Raport meczowy

Pełen terminarz
NHL

Wells Fargo Center

Philadelphia Flyers
NHL
1:5
Final Score
Pittsburgh Penguins
NHL

M41.: PHI - PIT 1:5 - Dobry początek roku

Długo wyczekiwane dobre spotkanie w wykonaniu Penguins. Podopieczni Mike'a Sullivana udanie rozpoczęli 2018 rok i pokonali na wyjeździe Philadelphia Flyers 5:1. Bramki zdobywali Kessel, Reaves, Sheary, Kuhnhackl oraz Oleksiak.

Pingwiny w końcu rozegrały spotkanie z Flyers w niemal optymalnym składzie. Do gry powróciły dwa filary defensywy  Justin Schultz oraz Kris Letang i efekty było widać od razu. Dodatkowo Sullivan w dzisiejszym spotkaniu zdecydował się w bramce postawić na Jarry'ego, odsyłając Murraya po słabych występach na ławkę.

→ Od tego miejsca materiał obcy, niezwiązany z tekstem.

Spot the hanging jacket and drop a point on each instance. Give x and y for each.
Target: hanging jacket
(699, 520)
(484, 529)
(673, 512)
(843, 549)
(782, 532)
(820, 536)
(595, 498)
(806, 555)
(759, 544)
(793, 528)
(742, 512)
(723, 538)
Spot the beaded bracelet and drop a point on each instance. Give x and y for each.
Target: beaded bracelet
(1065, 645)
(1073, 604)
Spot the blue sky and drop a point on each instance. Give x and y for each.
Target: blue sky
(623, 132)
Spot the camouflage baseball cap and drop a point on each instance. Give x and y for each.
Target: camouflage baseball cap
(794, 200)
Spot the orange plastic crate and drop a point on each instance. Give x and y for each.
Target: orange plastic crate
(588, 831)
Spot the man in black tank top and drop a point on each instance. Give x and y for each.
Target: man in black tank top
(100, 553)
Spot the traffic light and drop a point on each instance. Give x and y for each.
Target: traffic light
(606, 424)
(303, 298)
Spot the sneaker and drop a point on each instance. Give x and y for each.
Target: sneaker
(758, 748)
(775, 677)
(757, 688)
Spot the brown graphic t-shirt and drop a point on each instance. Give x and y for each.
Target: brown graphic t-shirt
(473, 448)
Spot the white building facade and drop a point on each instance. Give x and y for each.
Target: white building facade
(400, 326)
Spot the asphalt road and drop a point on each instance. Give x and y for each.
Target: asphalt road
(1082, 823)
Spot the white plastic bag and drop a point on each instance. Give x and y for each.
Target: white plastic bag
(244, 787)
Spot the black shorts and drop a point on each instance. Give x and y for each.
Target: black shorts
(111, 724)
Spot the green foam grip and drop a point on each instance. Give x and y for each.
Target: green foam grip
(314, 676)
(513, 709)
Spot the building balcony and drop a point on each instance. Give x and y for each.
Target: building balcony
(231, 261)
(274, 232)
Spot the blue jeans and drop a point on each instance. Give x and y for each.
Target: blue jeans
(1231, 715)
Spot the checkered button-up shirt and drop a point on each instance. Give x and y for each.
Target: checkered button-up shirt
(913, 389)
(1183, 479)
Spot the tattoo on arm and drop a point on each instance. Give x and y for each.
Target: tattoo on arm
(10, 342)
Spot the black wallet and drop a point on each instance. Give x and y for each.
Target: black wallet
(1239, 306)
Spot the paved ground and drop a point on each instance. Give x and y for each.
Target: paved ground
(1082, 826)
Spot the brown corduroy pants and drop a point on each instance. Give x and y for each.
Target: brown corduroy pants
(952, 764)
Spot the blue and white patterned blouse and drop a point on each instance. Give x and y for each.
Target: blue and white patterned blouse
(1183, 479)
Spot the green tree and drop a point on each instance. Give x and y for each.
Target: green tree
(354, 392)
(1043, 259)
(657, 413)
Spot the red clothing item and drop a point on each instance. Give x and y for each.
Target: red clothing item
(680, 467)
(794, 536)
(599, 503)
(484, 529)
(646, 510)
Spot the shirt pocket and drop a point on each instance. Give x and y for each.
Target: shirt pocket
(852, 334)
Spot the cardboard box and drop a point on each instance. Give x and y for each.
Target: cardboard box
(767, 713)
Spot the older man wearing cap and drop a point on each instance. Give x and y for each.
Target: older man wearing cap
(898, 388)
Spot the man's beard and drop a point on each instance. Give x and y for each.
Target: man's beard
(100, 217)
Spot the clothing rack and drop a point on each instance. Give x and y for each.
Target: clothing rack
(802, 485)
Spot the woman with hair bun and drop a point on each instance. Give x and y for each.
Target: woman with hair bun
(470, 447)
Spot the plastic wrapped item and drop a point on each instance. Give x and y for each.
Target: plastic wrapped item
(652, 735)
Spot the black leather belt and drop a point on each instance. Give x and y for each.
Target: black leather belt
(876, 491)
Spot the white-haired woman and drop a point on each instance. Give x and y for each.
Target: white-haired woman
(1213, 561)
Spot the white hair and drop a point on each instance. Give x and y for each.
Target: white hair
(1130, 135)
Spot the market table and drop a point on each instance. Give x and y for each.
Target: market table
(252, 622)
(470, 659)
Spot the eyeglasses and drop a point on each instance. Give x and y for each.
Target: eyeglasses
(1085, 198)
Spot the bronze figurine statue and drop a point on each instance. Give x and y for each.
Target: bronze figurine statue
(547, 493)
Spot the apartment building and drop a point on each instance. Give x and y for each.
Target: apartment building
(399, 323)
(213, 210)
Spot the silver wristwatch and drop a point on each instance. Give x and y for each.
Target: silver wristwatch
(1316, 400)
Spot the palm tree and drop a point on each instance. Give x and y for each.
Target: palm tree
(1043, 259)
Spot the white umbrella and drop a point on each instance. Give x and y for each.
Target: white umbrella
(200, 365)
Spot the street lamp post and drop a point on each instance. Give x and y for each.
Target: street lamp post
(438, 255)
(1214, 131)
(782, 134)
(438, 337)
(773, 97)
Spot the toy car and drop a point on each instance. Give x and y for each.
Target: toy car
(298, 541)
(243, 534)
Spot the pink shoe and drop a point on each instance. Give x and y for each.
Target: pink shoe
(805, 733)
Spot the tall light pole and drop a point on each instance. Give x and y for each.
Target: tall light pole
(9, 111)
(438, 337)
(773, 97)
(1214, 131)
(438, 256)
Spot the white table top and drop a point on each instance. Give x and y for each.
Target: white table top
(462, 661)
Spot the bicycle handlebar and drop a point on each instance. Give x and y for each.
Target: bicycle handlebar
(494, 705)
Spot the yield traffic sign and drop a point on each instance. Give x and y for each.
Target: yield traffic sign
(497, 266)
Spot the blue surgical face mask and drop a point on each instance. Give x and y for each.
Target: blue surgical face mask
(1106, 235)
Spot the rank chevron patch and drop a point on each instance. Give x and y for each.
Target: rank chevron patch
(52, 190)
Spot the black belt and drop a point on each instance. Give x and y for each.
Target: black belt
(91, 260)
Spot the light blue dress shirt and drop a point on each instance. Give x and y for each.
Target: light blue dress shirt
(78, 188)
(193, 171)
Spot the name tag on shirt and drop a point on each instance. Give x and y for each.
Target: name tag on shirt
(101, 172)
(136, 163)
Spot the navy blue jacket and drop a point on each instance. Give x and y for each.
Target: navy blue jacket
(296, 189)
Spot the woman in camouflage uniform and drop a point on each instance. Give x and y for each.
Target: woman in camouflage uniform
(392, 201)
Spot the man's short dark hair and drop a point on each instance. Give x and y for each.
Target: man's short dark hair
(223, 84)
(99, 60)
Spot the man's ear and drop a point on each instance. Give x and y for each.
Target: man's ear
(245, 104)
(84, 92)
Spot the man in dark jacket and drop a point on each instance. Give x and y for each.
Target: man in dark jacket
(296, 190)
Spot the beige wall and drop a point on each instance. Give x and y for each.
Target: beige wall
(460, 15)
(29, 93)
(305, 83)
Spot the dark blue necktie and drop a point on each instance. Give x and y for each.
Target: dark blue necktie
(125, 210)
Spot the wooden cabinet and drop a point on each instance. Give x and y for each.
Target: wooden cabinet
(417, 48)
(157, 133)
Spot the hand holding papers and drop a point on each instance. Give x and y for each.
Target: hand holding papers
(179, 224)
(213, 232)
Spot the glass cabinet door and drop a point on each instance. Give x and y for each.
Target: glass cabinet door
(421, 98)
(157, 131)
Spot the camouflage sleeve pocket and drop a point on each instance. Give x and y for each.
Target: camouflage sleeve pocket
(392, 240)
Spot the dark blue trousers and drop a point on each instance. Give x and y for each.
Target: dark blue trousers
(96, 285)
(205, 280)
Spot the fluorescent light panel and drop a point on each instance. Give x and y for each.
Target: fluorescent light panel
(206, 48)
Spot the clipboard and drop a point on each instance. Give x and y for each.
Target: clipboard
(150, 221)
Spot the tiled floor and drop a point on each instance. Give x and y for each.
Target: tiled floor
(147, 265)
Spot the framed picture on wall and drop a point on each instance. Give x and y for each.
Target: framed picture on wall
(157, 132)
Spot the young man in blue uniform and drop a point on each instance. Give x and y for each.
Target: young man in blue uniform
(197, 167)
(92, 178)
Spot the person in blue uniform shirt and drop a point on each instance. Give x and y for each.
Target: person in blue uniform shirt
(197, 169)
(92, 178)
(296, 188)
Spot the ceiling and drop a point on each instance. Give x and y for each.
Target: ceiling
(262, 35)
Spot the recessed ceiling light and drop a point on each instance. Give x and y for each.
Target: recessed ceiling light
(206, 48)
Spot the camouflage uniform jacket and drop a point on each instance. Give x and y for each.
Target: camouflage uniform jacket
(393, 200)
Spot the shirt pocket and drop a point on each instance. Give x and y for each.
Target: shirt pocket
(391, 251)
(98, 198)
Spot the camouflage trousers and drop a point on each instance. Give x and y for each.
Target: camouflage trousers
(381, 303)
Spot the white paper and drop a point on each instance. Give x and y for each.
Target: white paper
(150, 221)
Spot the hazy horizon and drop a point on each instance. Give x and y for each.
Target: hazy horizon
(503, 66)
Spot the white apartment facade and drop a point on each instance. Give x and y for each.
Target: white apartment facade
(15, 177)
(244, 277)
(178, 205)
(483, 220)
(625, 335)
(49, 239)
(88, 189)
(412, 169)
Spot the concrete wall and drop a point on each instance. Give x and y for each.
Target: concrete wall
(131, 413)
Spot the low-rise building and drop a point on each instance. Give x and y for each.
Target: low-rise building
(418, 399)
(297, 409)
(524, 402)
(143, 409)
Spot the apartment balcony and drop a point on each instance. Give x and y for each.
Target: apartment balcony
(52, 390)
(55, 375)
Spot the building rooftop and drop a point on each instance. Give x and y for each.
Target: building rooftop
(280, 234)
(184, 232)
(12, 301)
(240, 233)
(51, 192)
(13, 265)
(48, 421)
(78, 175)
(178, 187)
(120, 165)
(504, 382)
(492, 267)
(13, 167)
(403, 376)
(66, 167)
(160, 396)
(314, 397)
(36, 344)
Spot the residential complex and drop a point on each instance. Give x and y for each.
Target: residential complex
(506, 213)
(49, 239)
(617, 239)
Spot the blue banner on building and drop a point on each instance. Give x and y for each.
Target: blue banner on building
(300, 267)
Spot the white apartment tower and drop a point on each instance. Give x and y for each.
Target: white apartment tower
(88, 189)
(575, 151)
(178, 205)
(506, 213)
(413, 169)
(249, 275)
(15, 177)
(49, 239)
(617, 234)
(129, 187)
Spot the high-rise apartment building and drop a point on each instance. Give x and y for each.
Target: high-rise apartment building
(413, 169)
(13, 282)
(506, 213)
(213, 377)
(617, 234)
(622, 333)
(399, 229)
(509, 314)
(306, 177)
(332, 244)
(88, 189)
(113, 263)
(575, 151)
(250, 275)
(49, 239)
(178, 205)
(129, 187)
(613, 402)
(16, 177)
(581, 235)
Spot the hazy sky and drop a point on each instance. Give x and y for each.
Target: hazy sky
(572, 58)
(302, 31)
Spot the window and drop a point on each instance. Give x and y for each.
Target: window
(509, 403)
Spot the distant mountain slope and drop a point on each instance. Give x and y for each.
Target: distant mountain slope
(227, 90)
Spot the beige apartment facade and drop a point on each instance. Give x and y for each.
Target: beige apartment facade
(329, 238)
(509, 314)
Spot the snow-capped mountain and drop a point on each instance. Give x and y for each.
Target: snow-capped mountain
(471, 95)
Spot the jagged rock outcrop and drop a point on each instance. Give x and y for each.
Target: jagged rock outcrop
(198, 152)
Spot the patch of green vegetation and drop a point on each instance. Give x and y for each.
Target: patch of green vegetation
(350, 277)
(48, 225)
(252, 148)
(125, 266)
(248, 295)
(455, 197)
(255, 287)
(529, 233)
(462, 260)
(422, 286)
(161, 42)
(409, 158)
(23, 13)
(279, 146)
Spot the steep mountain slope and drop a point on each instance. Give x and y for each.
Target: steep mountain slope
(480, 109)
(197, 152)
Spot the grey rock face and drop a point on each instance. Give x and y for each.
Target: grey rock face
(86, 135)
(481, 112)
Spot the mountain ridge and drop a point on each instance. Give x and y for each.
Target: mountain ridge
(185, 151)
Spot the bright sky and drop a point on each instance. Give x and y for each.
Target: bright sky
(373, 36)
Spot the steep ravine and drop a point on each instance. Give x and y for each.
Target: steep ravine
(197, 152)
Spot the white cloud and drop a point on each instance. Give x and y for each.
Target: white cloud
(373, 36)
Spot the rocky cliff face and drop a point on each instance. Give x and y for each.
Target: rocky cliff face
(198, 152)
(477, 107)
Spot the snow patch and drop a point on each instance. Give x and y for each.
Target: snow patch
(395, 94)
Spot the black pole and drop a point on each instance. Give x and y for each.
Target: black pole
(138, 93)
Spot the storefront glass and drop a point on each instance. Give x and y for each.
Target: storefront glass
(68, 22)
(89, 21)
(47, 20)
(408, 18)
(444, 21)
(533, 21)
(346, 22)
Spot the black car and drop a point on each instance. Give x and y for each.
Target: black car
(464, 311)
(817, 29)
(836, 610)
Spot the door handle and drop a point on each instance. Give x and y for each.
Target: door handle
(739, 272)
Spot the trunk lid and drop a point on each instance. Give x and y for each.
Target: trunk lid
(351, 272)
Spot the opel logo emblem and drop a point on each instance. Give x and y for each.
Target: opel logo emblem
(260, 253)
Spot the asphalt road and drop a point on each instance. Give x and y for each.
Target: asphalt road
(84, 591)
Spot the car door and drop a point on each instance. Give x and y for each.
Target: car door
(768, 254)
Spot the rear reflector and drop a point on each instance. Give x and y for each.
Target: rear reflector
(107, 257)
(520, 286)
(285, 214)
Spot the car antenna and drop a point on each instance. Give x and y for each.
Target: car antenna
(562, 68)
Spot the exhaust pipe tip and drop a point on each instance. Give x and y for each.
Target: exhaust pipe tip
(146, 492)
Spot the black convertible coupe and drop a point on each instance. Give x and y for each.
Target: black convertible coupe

Już od pierwszej tercji było widać determinacje w szeregach naszej drużyny. Pingwiny grały dobrze, ale nie potrafiły ponownie wykorzystać swoich okazji i strzelić bramki Po bezbramkowym remisie w pierwszej odsłonie prawdziwe trzęsienie ziemi nastąpiło w kolejnej tercji.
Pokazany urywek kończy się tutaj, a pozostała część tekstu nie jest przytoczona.